Our shop is the proud owner of a new Biesse Rover A 5-Axis CNC machine. I am having problems exporting to it in a way that it is happy with.
The program that controls the machine is bSolid, a proprietary system. I’ll leave out most of the details but we are designing in Rhino and trying to export to BSolid and something is being lost in translation.
It only accepts .dxf, .stl files (that Rhino can export).
If I leave the .dxf option along and export surfaces as curves (default) then the curves come in. But to rebuild those surfaces in bSolid is a non starter. If I change the scheme and instead go with with the solid scheme then bSolid see the file and says it imported something, even though nothing is there.
If I export .stl’s it comes into bSolid great, but as a mesh, which is causing bSolid to act wierd.
Anybody with any info? I figure this is a long shot. This video ( bSolid 5axes Step1 Import STL - YouTube ) from a Russian individual (i presume) is so close to having the answers but no file type is should on either the exporting or importing side.
DXF files can contain an ACIS solid (nurbs), but it sounds like Joseph has tried that by setting the export scheme to Solid.
If the system is designed to import and machine triangulated models, it should give similar results to a nurbs based file, assuming the triangles are small enough. After all, most machining programs tessellate a nurbs file to produce a segmented tool path (all straight line moves in the G-code).

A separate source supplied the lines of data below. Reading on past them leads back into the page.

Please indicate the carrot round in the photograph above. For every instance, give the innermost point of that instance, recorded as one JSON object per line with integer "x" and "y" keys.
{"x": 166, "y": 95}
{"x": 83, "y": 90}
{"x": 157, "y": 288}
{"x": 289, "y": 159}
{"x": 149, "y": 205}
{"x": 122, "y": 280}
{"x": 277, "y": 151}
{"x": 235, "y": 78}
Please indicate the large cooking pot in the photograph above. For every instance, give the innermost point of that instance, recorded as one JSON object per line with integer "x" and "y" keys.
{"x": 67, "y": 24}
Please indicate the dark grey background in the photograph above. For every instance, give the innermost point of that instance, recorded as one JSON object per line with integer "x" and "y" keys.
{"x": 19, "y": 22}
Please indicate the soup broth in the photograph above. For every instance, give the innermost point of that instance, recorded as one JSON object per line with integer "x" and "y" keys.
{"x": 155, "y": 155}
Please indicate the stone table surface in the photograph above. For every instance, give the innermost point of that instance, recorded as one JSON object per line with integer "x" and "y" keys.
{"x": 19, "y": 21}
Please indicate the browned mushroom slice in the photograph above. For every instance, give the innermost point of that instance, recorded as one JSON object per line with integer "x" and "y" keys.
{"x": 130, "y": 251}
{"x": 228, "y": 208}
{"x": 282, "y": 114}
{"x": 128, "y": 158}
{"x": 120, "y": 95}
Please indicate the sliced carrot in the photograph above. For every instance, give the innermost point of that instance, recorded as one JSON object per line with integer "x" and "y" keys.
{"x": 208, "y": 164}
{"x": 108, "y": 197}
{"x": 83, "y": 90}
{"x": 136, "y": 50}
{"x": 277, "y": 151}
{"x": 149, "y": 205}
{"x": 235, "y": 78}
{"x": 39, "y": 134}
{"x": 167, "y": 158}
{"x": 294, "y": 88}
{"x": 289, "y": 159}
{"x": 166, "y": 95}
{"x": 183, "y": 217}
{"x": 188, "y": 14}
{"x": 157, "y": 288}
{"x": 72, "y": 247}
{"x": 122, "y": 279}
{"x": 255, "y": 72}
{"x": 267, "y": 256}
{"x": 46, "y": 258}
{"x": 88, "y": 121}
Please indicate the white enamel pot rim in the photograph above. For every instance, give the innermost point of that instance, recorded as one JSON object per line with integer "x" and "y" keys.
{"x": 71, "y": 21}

The CNC’s motion controller may be doing some spline interpolation to achieve smooth motion.
Not sure if you have worked it out yet but I had a whole year of strugling with this and got a solution from biesse after a lot of a battle!!
I have a DXF export scheme from Rhino that is working with good results. We have had a huge amount of issues with B solid but we are getting on much better now.

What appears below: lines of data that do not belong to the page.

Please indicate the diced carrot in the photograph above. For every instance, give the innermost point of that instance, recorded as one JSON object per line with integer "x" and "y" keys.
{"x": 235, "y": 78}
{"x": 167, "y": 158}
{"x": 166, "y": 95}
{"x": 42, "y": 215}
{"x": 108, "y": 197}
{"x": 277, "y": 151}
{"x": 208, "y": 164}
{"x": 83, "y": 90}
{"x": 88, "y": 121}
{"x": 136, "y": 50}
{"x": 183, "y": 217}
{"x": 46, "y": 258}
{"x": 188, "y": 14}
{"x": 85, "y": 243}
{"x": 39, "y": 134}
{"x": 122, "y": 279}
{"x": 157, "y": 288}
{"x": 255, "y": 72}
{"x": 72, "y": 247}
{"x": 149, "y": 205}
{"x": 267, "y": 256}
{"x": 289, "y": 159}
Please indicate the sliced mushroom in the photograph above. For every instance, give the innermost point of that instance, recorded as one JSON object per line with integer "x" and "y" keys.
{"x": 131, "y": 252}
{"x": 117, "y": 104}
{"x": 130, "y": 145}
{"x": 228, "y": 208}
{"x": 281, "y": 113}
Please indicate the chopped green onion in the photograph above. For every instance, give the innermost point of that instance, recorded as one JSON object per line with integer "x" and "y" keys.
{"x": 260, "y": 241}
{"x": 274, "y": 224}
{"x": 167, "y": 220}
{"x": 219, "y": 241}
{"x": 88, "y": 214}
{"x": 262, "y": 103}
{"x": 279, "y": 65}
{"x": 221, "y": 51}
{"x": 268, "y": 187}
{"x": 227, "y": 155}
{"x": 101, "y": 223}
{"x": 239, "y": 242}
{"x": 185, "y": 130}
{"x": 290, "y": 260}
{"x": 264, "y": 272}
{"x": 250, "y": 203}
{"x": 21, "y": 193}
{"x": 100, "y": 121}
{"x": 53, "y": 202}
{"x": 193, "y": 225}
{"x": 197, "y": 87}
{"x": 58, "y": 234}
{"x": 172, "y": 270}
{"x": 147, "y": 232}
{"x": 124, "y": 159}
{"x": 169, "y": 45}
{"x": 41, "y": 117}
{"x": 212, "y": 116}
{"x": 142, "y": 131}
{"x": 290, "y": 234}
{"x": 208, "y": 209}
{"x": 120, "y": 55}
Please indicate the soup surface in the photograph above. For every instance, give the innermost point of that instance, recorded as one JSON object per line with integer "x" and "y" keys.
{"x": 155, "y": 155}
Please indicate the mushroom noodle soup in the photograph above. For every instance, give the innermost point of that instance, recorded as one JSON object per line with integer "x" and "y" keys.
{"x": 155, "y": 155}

I could list the issues but I would be here all day!!
I would love to hear (read) your solution Driftwood!
Currently what we are doing, where we need a combination of curves, points and surfaces, is to export a .dxf scheme that gives us the curves and a .stl scheme that gives us a surface. Then importing each into the same BSolid file before doing anything to the file. Doing that insures they come into the file in the same relative position they were exported at.

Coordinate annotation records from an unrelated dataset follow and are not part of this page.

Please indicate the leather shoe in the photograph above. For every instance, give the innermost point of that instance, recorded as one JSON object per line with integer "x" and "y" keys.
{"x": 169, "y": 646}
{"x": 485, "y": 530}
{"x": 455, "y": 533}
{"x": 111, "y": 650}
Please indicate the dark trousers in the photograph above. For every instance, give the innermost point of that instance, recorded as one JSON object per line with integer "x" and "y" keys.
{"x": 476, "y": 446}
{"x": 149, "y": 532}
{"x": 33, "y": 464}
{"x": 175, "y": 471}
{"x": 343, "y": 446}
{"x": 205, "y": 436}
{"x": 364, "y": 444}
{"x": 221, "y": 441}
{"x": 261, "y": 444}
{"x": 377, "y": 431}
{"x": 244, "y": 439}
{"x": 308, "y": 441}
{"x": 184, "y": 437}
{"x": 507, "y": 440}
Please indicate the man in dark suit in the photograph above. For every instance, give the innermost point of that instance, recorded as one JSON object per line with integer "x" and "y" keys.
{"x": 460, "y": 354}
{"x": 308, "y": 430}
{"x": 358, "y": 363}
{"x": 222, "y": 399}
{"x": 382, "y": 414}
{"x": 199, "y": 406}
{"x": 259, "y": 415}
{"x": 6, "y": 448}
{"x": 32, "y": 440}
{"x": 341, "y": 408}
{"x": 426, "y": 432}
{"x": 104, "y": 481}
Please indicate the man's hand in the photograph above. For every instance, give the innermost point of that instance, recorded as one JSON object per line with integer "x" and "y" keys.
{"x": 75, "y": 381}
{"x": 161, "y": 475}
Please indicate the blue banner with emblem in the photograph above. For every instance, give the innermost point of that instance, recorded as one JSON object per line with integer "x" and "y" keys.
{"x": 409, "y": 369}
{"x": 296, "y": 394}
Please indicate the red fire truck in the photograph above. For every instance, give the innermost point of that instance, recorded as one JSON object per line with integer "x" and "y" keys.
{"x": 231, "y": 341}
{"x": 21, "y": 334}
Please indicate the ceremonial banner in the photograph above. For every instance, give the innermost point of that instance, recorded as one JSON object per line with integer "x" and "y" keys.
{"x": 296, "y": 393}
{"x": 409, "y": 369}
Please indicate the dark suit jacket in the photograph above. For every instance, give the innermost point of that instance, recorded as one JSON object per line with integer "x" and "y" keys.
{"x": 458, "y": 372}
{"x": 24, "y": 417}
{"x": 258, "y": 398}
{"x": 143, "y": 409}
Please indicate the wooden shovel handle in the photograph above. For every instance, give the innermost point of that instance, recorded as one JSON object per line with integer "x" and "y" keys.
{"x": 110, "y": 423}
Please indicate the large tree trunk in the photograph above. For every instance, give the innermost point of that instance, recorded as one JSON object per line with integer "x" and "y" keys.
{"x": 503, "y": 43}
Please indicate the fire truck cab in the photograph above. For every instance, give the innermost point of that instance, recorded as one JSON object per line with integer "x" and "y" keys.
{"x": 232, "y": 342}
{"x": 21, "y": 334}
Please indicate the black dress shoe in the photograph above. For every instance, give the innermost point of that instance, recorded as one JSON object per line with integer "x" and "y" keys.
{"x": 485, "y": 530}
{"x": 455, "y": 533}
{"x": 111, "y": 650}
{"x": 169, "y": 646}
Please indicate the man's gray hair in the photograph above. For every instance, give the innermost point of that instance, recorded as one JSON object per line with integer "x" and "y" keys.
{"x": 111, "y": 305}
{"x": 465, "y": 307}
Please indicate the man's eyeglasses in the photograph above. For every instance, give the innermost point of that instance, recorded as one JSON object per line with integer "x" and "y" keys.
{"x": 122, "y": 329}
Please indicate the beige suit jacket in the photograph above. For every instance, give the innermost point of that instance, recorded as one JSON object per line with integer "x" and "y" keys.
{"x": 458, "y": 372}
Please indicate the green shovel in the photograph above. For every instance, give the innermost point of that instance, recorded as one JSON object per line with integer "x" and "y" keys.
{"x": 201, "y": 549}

Not the end of the world but not as simple as I’d like.
It also does not solve all problems because if you have more then onesurface in the .stl the machine can’t differentiate between them, even if there is no link between them, and any machining operation you try and do on one surface BSolid works hard to perform on both, which is usually a fail. So it those situations it requires multiple surface .stl exports and imports into BSolid.
Hi
Our company use Biesse rover a smart 1643.
Can you please share experiences such as format file, process of export files, work with bsuit…
Can we pick face is modeled from spline curve and loft?
We are using Alphacam for all our complex 5axis surfacing for our RoverBG and Bsolid for the simple 5 axis machining that doesn’t require a model or surfacing. Alphacam will read solids and mesh. We post out an ISO file and load directly in Machine simulation. You have create a bsolid file to locate you pods and rails. Alphacam can import native Rhino files.
Bsolid can handle: iges, x_t, sat, step, stp as well as others.
Depending on the surfaces (complexities I guess) some formats are better than others.
at the moment I prefer iges. Though some files are heavy to load in. Bsolid is very buggy in my experience. At home I’m sitting on 64gb ram, and 24 core threadripper, and it still is slow, and at times (struggles with files with loads of splines and lines) runs out of memory, though the program itself never gets past 10gb itself).
However, the import module is something one chooses in the license plan. If mesh is the only thing one can import, then maybe the license has to be updated with import module.